I have found an IEP is sometimes just a piece of paper that is tossed aside after a long and sometimes difficult meetings. I have found often the experts wait for problems instead of taking my advice and in advance in order to avoid them. I have found my son sometimes doesn't self advocate because at the end of the day things take to long to change, it isn't that big of a deal and he can get the information in other ways or he doesn't care.

My son meets with his case worker before school every couple of weeks. He used to have pull out for English and math during class time. We found it wasn't helping and it took away from class time. That model may work for some kids but not mine. The idea I had was to have him use teacher office hours after school if he needed help. The district brought up the idea of having the interpreter help him during class. She would be acting as an support for instruction. I very strongly disagree and made a strong objection.
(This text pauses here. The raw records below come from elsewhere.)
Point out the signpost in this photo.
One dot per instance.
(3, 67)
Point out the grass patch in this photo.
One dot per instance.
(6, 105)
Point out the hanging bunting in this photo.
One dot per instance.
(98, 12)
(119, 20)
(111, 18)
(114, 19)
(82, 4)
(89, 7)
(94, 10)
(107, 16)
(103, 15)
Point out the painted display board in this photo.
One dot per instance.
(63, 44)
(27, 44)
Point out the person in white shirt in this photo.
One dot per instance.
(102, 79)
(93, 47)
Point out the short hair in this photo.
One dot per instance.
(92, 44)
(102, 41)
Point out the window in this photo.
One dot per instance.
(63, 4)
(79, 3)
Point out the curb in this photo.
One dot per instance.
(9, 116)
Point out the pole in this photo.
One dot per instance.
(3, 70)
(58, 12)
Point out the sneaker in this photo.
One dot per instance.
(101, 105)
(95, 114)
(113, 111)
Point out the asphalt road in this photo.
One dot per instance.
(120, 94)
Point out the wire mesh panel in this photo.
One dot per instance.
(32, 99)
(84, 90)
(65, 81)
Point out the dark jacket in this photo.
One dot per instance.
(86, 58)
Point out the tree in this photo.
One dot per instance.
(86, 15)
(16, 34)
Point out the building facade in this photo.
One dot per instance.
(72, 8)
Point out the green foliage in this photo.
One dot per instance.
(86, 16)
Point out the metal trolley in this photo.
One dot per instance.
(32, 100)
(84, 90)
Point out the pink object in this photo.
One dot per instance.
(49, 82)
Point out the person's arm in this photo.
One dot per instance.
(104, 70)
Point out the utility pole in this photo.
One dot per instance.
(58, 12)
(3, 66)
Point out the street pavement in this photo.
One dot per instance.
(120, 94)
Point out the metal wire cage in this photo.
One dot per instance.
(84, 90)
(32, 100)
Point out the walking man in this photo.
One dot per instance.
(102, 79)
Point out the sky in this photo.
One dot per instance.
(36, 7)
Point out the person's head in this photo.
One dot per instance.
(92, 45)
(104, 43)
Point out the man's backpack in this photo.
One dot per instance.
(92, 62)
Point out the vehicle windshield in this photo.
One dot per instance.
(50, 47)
They pointed out that research suggests this type of model works. I pointed out the interpreter is not hired as an aid and needed to focus on the difficult task of interpreting class that last 1 hour and forty minutes. I did mention two interpreters would be appropriate because the classes are so long and there are three a day. Nope, not going to happen this year but it doesn't hurt to ask.

So after that meeting I find out they didn't drop the pull out services. My son tells me they call it English help but all they do is test his math skills, over and over. His teacher gets frustrated because they pull him during lecture. I am not positive but I think  they pull him from English class. Meanwhile the classroom teacher has done research about deaf education and has found a way to specialize his instruction so he is learning faster than I could of hoped for. He is happy with this arrangement but hates the pull out. So I shot off an email to the case worker.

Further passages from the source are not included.